Depuis le départ de la PDG Sabrina Soussan le 31 janvier dernier, le groupe Suez vit à l’heure des rumeurs pour son futur organigramme. - © Economie Matin
9 MILLIARDS €Le chiffre d'affaires du groupe Suez dépassera cette année les 9 milliards d'euros

Au cœur du quartier des affaires de la Défense, une guerre de succession attire l’attention du monde économique et politique depuis le début de l’année. Qui pour succéder à Sabrina Soussan, la patronne de Suez, qui a été poussée à la démission suite à des résultats bien en-deçà des objectifs sur fond de polémiques quant à son niveau de rémunération ? Plusieurs noms circulent, dont celui d’un ex-poids lourd du CAC40, Stéphane Richard. L’homme – au CV long comme le bras – aurait pu constituer une bonne solution. Mais son manque d’expérience sectorielle et surtout son troisième procès dans l’arbitrage Tapie-Crédit, qui se déroule du 24 mars au 1er avril, mettent quelque peu du plomb dans l’aile de sa potentielle candidature.

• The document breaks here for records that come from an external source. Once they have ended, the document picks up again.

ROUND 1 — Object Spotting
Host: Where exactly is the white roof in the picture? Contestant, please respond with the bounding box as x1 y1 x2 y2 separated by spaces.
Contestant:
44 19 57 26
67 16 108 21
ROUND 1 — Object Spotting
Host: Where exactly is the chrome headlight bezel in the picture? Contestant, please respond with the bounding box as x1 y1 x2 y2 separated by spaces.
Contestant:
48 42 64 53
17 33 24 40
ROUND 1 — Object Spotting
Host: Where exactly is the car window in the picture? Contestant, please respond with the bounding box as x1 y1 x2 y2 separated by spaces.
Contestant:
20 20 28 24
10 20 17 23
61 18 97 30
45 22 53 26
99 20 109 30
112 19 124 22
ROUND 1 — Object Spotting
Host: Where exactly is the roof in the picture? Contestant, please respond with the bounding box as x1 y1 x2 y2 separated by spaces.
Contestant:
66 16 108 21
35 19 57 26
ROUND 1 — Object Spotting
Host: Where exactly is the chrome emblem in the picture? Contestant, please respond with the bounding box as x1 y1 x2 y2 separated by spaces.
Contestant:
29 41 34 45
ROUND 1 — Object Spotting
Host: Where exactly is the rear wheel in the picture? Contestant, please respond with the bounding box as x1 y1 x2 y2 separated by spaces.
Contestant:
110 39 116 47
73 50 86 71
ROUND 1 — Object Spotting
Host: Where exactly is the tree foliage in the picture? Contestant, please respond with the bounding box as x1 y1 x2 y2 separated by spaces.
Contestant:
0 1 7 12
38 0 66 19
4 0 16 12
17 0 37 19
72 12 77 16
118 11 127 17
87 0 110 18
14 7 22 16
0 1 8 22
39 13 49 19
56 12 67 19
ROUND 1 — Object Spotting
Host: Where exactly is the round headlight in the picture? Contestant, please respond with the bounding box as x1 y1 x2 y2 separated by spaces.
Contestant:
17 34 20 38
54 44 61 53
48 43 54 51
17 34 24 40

L’archétype du haut fonctionnaire

Début mars, des indiscrétions sortent dans la presse, annonçant Stéphane Richard dans les starting-blocks pour prendre les rênes de la direction générale du groupe. Selon BFM Business, « Stéphane Richard bénéficie d’une image de patron social après avoir ramené le calme chez Orange. Il a les faveurs de l’actionnaire Meridiam qui cherche un profil de patron implanté dans l’establishment, mais il ne pourrait faire qu’un seul mandat alors qu’il a 63 ans ». À l’orée de la retraite, ce haut fonctionnaire – pur produit de HEC et de l’ENA – a en effet un parcours riche et varié, et une carrière fulgurante, entre coulisses du monde politique et celles du monde des affaires. Une carrière qu’il entame plutôt à gauche, au sein du cabinet de Dominique Strauss-Kahn alors ministre délégué à l’Industrie et au Commerce extérieur, avant de virer à droite et de rejoindre l’entourage de Nicolas Sarkozy, dans le sillage de Jean-Louis Borloo et de Christine Lagarde au ministère de l’Économie et des Finances, en tant que directeur de cabinet.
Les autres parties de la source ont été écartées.